If possible, also describe the data in Swedish and English, as this facilitates its international use.
Publish the open data in a public data portal:
- If the data to be published concerns the whole country or regions outside Helsinki Metropolitan Area, publish it in the opendata.fi service.
- If the data to be published concerns an area in the Helsinki Metropolitan Area, publish it in the hri.fi service.
Inform potential users of the publication, for example on social media and in the organisation's newsletter.
6. When the data has been published, ensure that it is maintained
Strive to continuously improve the data quality. Encourage users to report any errors they detect, and develop the dataset based on feedback.
Update the dataset according to the update rate specified in the metadata, either automatically or manually.
Remember to update the metadata together with the dataset. Also keep older versions of the dataset available if they contain valuable data.
If the data published through an API is continuously updating, update the metadata when a new version of the interface is created, or when the data otherwise changes significantly.

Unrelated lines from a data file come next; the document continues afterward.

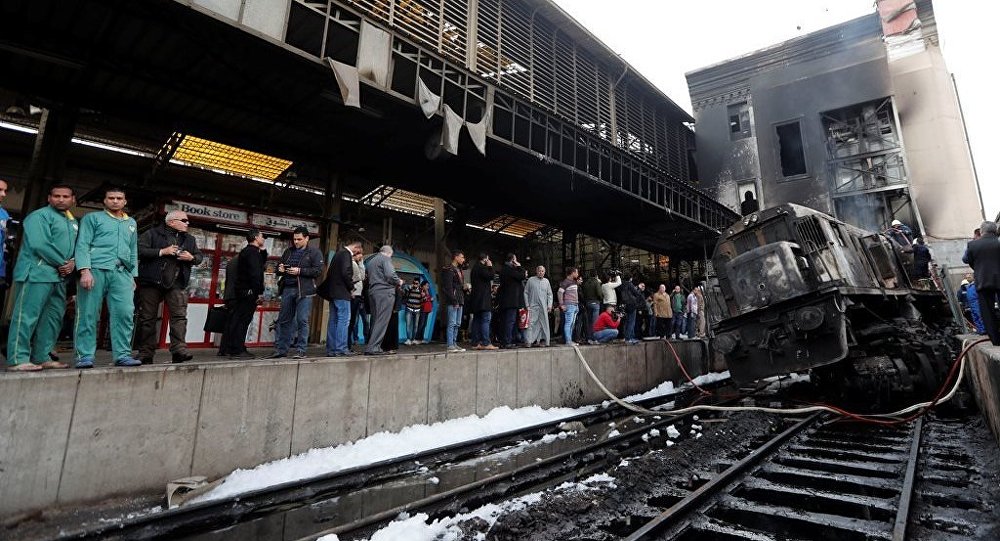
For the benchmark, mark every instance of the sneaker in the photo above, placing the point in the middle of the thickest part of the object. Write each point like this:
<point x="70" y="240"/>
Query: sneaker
<point x="84" y="362"/>
<point x="127" y="360"/>
<point x="24" y="367"/>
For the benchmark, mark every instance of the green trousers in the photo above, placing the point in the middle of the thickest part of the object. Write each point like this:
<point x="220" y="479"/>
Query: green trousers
<point x="35" y="321"/>
<point x="117" y="286"/>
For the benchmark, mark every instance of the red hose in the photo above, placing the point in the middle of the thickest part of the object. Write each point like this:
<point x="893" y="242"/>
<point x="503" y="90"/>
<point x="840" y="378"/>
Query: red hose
<point x="684" y="370"/>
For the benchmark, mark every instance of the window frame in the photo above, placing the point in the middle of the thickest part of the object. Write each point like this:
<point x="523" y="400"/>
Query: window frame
<point x="742" y="109"/>
<point x="782" y="177"/>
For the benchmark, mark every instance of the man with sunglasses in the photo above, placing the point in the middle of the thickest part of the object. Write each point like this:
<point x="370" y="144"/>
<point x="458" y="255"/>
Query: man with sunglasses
<point x="166" y="254"/>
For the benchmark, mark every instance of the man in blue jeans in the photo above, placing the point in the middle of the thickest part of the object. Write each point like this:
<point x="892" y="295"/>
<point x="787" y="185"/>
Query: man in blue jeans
<point x="340" y="290"/>
<point x="300" y="265"/>
<point x="453" y="296"/>
<point x="569" y="302"/>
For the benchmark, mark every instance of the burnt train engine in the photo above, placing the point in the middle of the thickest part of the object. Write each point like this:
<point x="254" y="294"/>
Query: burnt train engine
<point x="805" y="291"/>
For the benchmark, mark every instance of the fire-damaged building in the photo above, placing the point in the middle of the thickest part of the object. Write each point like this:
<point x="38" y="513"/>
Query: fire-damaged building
<point x="860" y="120"/>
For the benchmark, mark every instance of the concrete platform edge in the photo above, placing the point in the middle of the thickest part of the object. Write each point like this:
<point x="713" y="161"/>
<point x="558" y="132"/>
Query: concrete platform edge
<point x="68" y="436"/>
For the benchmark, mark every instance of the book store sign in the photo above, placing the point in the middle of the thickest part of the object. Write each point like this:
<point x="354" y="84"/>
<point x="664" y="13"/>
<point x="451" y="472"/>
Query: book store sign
<point x="209" y="212"/>
<point x="283" y="223"/>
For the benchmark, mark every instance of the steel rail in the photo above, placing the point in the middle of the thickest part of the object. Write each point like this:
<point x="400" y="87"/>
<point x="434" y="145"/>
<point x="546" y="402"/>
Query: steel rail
<point x="683" y="507"/>
<point x="906" y="496"/>
<point x="228" y="511"/>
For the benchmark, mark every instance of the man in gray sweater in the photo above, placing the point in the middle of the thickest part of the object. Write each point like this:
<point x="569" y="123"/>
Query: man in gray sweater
<point x="382" y="284"/>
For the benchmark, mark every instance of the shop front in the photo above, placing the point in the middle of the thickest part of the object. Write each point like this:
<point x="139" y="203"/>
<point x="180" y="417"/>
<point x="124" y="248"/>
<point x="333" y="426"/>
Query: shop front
<point x="220" y="234"/>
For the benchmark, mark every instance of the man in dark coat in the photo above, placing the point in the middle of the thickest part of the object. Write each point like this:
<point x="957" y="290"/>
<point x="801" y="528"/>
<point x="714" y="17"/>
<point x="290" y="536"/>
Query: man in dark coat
<point x="249" y="281"/>
<point x="166" y="254"/>
<point x="340" y="290"/>
<point x="300" y="265"/>
<point x="511" y="297"/>
<point x="479" y="303"/>
<point x="983" y="255"/>
<point x="453" y="298"/>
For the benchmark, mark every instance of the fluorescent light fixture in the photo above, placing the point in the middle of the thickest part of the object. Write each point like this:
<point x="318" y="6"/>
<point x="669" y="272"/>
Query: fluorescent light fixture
<point x="221" y="158"/>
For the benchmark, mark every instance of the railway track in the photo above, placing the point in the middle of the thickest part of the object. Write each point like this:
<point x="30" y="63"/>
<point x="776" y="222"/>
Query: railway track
<point x="820" y="479"/>
<point x="312" y="503"/>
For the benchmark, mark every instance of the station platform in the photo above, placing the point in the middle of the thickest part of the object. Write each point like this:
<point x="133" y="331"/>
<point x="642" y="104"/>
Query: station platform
<point x="982" y="374"/>
<point x="68" y="437"/>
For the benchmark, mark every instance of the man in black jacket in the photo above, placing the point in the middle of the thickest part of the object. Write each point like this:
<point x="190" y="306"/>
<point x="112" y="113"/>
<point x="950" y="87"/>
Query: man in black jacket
<point x="453" y="297"/>
<point x="340" y="289"/>
<point x="166" y="254"/>
<point x="480" y="303"/>
<point x="249" y="292"/>
<point x="300" y="265"/>
<point x="511" y="297"/>
<point x="983" y="255"/>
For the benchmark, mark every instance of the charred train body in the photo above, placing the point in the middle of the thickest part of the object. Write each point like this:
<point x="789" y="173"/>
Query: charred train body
<point x="805" y="291"/>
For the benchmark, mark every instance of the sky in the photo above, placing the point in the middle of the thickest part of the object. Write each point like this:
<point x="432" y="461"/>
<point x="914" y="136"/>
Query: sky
<point x="664" y="39"/>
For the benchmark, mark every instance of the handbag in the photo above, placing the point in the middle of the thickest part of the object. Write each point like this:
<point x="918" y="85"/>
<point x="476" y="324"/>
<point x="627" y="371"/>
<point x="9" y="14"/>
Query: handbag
<point x="323" y="289"/>
<point x="216" y="320"/>
<point x="523" y="319"/>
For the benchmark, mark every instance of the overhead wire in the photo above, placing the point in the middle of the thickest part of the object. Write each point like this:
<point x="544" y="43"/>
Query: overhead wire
<point x="943" y="395"/>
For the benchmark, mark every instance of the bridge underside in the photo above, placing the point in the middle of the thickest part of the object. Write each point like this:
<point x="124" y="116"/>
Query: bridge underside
<point x="139" y="71"/>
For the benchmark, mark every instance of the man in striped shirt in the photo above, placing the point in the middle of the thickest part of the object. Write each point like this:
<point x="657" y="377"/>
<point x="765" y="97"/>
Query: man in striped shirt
<point x="412" y="298"/>
<point x="569" y="302"/>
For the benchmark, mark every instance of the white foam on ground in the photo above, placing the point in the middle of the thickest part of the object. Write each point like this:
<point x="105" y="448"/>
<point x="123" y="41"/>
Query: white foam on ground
<point x="412" y="439"/>
<point x="416" y="528"/>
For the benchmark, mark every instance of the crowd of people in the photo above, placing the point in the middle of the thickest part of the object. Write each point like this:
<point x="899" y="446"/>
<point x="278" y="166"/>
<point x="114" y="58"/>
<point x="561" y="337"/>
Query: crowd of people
<point x="102" y="259"/>
<point x="508" y="308"/>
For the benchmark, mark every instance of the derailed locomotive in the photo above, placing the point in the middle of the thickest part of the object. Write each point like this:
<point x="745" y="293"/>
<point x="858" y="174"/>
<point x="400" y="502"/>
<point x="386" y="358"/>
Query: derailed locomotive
<point x="805" y="291"/>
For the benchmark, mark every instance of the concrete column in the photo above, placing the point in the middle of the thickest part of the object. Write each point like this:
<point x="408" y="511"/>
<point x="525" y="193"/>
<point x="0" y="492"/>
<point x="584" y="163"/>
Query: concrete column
<point x="48" y="159"/>
<point x="329" y="238"/>
<point x="569" y="250"/>
<point x="442" y="256"/>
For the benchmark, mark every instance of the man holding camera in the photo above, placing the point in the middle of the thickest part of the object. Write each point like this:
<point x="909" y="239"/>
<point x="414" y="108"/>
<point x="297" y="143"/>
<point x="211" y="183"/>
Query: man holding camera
<point x="606" y="328"/>
<point x="166" y="255"/>
<point x="480" y="302"/>
<point x="300" y="265"/>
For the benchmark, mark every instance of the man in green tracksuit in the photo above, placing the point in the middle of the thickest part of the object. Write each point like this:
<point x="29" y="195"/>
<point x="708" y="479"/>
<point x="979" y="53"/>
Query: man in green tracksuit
<point x="107" y="255"/>
<point x="45" y="260"/>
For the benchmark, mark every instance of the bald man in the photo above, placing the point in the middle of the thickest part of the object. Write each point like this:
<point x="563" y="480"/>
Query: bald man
<point x="166" y="255"/>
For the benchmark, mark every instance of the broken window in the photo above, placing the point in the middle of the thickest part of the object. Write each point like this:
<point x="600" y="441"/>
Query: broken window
<point x="739" y="121"/>
<point x="793" y="156"/>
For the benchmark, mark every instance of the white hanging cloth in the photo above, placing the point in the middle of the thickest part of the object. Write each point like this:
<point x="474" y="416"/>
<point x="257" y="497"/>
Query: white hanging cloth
<point x="347" y="79"/>
<point x="374" y="54"/>
<point x="430" y="103"/>
<point x="451" y="130"/>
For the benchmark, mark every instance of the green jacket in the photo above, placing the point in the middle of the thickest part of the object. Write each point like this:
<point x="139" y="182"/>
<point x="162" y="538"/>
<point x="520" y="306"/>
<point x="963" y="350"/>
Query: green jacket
<point x="107" y="242"/>
<point x="49" y="238"/>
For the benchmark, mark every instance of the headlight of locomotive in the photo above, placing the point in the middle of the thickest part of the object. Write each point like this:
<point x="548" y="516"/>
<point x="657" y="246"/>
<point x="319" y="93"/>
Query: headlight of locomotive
<point x="809" y="318"/>
<point x="726" y="343"/>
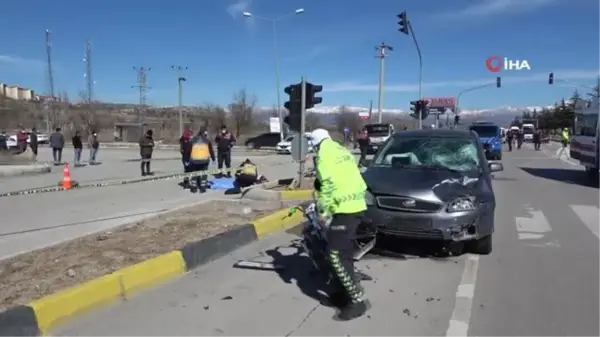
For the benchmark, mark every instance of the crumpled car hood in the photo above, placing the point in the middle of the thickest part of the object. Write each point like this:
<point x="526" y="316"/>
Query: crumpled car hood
<point x="434" y="185"/>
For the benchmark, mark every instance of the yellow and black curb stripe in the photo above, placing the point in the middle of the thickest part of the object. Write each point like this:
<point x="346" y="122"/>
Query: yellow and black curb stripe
<point x="41" y="316"/>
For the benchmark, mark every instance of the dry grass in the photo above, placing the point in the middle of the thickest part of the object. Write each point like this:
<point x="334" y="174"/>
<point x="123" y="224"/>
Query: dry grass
<point x="36" y="274"/>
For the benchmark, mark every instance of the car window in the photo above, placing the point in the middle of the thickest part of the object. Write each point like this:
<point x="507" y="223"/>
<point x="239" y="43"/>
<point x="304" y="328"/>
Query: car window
<point x="453" y="153"/>
<point x="485" y="131"/>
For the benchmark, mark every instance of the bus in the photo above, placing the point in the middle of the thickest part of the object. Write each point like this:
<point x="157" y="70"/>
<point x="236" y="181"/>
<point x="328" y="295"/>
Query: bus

Inform users about changes in the open data and interface.
Plan in advance what you will do if an error is detected in the published data.
Depending on how serious the error is:
- You can remove the dataset for the time being.
- If the error is not critical, you can report it in the metadata and announce the date on which the error will be corrected.
- Inform data users of the error.
7. Monitor the use of published data
The data published in a dynamic format, usually through an API, is relatively easy to monitor as analytics are often available on it.
On the other hand, monitoring the use of static data (files) is more challenging. While statistics can be obtained on downloads, for example, it is difficult to estimate the actual scope of use, as a file once downloaded can be used many times.
You can monitor data use and its impact by:
- collecting statistics on data downloads and, if possible, use cases.
- monitoring data use in new services and applications as well as on the media.
- conducting a cost-benefit analysis on the economic benefits of opening the data. The monetary value of many benefits is difficult to measure, however.
- commissioning reports or studies.
When assessing the impacts, it is advisable to take into consideration the entire life cycle of the data and the impacts of opening it from a wider societal perspective.
8. Support data users and actively collect feedback
Opening data alone is not enough, it is important to support the use of open data.
Interaction between data users and your organisation will increase the use of published data and is likely to also improve data quality.
- You should offer different feedback channels, including e-mail and a social media channel, through which data users can easily send feedback and development proposals.
- Work together with developers and organise activities associated with the data, such as developer meetings and hackathons.
9. Do not remove the dataset even if it is no longer updated
Datasets published as open data should be publicly available for as long as possible.
When you stop updating the data:
- Do not remove the dataset unless there is a good reason to do so.
- State in the metadata why and when updates were discontinued.
- You should note that even if the dataset is removed, data users can continue to use the data under the licence terms.